Motivation and Introduction

Motivation and Introduction[edit | edit source]

Welcome to data analysis!

Comparison of measurements to theoretical models is one of the standard tasks in experimental physics. In the most simple case, a "model" is just a function providing predictions of measured data. Very often, the model depends on parameters. Such a model may simply state "the current is proportional to the voltage U", and the task of the experimentalist consists of determining the resistance, R, from a set of measurements.

As a first step, a visualisation of the data is needed. Next, some manipulations typically have to be applied, e.g. corrections or parameter transformations. Quite often, these manipulations are complex ones, and a powerful library of mathematical functions and procedures should be provided - think for example of an integral or peak-search or a Fourier transformation applied to an input spectrum to obtain the actual measurement described by the model.
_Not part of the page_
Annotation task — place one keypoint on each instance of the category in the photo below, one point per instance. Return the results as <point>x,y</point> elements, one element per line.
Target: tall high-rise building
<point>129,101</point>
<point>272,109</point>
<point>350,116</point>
One specialty of experimental physics are the inevitable uncertaintes affecting each measurement, and visualisation tools have to include these. In subsequent analysis, the statistical nature of the errors must be handled properly.

As the last step, measurements are compared to models, and free model parameters need to be determined in this process. See Figure 1.1 for an example of a function (model) fit to data points. Several standard methods are available, and a data analysis tool should provide easy access to more than one of them. Means to quantify the level of agreement between measurements and model must also be available.

Measured data points with error bars and fitted quadratic function.

Quite often, the data volume to be analyzed is large - think of fine-granular measurements accumulated with the aid of computers. A usable tool therefore must contain easy-to-use and efficient methods for storing and handling data.

In Quantum mechanics, models typically only predict the probability density function ("pdf") of measurements depending on a number of parameters, and the aim of the experimental analysis is to extract the parameters from the observed distribution of frequencies at which certain values of the measurement are observed. Measurements of this kind require means to generate and visualize frequency distributions, so-called histograms, and stringent statistical treatment to extract the model parameters from purely statistical distributions.

Simulation of expected data is another important aspect in data analysis. By repeated generation of "pseudo-data", which are analysed in the same manner as intended for the real data, analysis procedures can be validated or compared. In many cases, the distribution of the measurement errors is not precisely known, and simulation offers the possibility to test the effects of different assumptions.

A powerful software framework addressing all of the above requirements is ROOT, an open source project coordinated by the European Organisation for Nuclear Research, CERN in Geneva.

ROOT is very flexible and provides both a programming interface to use in own applications and a graphical user interface for interactive data analysis. The purpose of this document is to serve as a beginners guide and provides extendable examples for your own use cases, based on typical problems addressed in student labs. This guide will hopefully lay the ground for more complex applications in your future scientific work building on a modern, state-of the art tool for data analysis.

This guide in form of a tutorial is intended to introduce you quickly to the ROOT package. This goal will be accomplished using concrete examples, according to the "learning by doing" principle. Also because of this reason, this guide cannot cover all the complexity of the ROOT package. Nevertheless, once you feel confident with the concepts presented in the following chapters, you will be able to appreciate the ROOT Users Guide [@ROOT_Users_Guide] and navigate through the Class Reference [@ROOT_Class_Reference] to find all the details you might be interested in. You can even look at the code itself, since ROOT is a free, open-source product. Use these documents in parallel to this tutorial!

The ROOT Data Analysis Framework itself is written in and heavily relies on the C++ programming language: some knowledge about C++ is required. Jus take advantage from the immense available literature about C++ if you do not have any idea of what this language is about.

ROOT is available for many platforms (Linux, Mac OS X, Windows...), but in this guide we will implicitly assume that you are using Linux. The first thing you need to do with ROOT is install it, don't you ? Obtaining the latest ROOT version is straightforward. Just seek the "Pro" version on this webpage http://root.cern.ch/drupal/content/downloading-root. You will find precompiled versions for the different architectures, or the ROOT source code to compile yourself. Just pick up the flavour you need and follow the installation instructions.

Let's dive into ROOT!